To some extent, divorces in Florida work the same way no matter how much wealth a couple has between them.
Florida judges will enter orders to divide a couple’s marital property
Basically, unless the parties can agree, a judge will divide the couple’s property in what the law calls an equitable distribution. What this means is that a judge will divide all marital property in a way the judge deems fair.
There may be issues with respect to what is or is not martial property which the court can divide. The court may also have to decide how much each asset or debt is worth, and it will have to set out a plan for actually dividing the property. One spouse may argue that he or she deserves a larger share of the partial property.
Couples with a lot of wealth tend to have many different assets
The problem high asset couples in Broward County have is that they will often not have their wealth wrapped up in a wide variety of assets, that is, beyond a person’s house, retirement accounts and vehicles.
Wealthier couples may own multiple investment properties and have many different types of accounts. Moreover, wealthier couples have collections of furnishings, vehicles or even art that would require attention.

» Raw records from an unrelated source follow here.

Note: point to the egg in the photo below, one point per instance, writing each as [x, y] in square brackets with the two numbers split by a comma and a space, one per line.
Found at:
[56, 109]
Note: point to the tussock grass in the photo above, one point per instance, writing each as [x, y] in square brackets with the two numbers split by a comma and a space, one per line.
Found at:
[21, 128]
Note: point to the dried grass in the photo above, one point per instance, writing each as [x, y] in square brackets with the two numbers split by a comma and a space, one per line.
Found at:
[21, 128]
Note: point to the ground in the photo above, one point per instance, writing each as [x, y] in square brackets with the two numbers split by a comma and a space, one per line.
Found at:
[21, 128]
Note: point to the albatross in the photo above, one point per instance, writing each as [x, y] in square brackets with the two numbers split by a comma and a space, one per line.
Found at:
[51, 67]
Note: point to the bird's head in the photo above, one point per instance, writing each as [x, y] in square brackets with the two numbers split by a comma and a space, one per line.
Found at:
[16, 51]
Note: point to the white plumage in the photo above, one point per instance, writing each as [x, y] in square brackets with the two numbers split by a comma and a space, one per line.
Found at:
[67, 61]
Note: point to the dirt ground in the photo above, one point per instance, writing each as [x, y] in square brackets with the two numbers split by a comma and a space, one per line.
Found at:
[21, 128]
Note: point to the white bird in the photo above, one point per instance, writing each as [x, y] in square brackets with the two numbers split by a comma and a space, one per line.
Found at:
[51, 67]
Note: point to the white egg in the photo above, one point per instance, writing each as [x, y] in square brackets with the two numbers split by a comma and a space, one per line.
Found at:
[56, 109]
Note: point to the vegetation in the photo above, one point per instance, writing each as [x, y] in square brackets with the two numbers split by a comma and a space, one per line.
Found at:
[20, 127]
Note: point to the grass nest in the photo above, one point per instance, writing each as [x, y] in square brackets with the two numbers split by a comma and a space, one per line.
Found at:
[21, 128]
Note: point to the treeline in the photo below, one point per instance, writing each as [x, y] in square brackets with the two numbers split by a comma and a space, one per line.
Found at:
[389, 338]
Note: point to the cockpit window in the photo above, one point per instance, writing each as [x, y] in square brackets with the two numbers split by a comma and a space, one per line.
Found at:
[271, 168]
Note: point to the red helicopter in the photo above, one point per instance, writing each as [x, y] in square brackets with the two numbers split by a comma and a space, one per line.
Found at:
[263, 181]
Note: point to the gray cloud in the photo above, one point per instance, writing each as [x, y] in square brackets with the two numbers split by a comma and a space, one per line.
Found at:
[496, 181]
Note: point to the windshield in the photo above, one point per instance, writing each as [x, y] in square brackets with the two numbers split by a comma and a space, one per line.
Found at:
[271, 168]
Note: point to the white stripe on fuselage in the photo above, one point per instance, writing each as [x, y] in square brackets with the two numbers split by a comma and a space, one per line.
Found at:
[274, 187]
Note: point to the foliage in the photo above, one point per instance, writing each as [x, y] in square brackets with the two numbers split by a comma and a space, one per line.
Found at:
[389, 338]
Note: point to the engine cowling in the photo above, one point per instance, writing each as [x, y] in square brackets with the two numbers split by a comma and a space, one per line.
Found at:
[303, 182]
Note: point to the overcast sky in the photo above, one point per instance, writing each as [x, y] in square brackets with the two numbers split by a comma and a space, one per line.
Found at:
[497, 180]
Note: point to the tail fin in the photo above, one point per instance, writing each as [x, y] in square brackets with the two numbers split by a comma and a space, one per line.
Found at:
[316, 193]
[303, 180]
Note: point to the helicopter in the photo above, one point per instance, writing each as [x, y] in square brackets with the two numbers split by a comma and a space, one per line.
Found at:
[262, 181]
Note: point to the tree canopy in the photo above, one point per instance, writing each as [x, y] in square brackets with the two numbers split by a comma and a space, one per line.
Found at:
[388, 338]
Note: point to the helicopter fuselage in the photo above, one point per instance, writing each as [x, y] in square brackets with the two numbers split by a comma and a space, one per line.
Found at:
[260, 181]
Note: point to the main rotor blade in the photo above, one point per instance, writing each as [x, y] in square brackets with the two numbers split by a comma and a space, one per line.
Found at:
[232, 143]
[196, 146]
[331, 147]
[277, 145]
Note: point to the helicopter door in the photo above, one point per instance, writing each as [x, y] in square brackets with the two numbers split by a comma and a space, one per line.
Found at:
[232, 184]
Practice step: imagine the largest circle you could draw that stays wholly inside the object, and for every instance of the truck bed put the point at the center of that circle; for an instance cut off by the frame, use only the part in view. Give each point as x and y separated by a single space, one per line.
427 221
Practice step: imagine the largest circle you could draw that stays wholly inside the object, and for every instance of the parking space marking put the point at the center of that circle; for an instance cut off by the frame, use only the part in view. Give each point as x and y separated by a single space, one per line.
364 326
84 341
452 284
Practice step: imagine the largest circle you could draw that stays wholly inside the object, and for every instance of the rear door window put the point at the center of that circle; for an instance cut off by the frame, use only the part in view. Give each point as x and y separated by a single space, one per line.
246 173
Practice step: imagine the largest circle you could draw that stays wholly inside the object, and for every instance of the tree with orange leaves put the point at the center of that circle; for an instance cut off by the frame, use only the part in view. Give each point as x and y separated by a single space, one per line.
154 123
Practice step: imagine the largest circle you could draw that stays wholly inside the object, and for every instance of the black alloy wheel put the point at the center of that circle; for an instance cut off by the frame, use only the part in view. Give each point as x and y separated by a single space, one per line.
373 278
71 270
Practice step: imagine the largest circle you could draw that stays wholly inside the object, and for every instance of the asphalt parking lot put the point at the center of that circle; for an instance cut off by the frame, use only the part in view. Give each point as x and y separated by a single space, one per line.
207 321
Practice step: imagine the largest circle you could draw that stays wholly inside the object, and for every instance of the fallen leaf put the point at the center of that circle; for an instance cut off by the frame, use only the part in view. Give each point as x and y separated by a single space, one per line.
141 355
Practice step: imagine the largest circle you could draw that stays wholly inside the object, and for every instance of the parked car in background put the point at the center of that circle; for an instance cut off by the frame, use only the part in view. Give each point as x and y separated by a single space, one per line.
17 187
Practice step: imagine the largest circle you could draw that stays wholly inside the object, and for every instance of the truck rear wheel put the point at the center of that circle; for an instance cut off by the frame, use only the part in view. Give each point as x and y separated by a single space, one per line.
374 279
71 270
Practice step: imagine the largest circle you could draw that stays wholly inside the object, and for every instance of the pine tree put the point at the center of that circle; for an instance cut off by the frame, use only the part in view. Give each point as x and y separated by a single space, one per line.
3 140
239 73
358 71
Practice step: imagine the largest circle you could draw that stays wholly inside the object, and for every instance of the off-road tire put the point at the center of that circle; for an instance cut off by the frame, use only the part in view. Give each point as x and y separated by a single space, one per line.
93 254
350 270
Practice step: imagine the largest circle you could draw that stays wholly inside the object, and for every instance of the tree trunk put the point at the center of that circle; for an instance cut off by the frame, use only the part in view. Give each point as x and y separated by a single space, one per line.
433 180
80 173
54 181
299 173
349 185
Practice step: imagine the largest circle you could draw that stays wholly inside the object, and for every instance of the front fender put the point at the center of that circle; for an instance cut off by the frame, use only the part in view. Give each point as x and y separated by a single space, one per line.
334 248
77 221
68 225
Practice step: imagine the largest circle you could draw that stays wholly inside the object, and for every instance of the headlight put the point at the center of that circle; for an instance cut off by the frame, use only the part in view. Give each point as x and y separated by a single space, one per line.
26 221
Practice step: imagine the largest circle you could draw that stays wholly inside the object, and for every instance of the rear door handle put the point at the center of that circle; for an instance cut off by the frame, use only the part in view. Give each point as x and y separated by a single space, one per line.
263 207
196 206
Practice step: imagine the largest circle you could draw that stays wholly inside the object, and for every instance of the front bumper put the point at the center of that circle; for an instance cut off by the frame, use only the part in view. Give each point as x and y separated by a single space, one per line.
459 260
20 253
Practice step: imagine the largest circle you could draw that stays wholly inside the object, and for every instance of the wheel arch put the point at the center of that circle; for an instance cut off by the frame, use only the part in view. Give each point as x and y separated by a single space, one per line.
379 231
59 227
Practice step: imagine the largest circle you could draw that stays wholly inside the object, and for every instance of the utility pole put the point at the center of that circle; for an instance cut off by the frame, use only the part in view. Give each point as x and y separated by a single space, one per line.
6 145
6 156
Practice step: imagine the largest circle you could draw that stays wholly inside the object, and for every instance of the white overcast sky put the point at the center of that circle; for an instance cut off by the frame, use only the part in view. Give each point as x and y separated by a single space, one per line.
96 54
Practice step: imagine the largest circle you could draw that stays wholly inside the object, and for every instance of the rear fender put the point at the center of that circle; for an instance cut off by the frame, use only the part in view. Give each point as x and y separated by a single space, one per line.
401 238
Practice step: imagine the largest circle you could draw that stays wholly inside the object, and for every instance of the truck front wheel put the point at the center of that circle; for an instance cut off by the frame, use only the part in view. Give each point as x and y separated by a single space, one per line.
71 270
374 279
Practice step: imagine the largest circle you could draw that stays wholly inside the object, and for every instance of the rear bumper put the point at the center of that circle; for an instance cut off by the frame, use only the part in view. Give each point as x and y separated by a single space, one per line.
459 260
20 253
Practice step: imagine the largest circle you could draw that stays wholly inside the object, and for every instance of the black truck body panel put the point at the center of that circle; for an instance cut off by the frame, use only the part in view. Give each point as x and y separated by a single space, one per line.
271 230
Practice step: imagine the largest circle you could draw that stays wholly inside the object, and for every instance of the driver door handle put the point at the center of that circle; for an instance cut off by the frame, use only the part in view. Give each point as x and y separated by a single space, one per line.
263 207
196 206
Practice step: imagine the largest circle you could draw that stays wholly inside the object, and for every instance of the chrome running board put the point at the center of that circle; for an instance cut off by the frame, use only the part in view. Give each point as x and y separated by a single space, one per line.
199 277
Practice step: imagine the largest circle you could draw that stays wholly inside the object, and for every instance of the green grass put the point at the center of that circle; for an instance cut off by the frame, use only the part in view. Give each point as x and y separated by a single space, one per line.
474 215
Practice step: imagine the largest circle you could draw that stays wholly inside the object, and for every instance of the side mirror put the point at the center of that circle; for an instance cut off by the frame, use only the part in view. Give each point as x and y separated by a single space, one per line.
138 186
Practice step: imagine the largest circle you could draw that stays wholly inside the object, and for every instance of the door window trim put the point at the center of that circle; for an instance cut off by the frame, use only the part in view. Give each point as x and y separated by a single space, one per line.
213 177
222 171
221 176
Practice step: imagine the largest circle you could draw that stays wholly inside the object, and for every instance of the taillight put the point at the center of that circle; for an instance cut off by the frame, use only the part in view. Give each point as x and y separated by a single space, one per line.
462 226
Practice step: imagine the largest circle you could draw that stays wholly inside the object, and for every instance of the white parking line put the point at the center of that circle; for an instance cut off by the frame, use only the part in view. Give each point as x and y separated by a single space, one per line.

Couple of more modest means would also have to divide these items, of course, but they could be of little more than sentimental value.
It is also fairly common for couples with high net worth to have business interests, including an ownership stake in a professional practice or other small business.
Property in high asset divorces can be complicated to put a value on
Likewise, the assets couples with wealth tend to own tend to be more difficult to put a value on and divide. For a typical couple, for instance, the biggest question may be what to do about the family home or a 401(k) retirement account.
On the other hand, it will often require an appraiser or other financial expert, perhaps even a forensic accountant, to determine the value for much of a high net worth couple’s property.
After all, many items, including certain business investments, collections and the like, are hard to put an exact value on easily since there is no well-established market for them. There also may be special legal issues involved with how a judge divides these assets.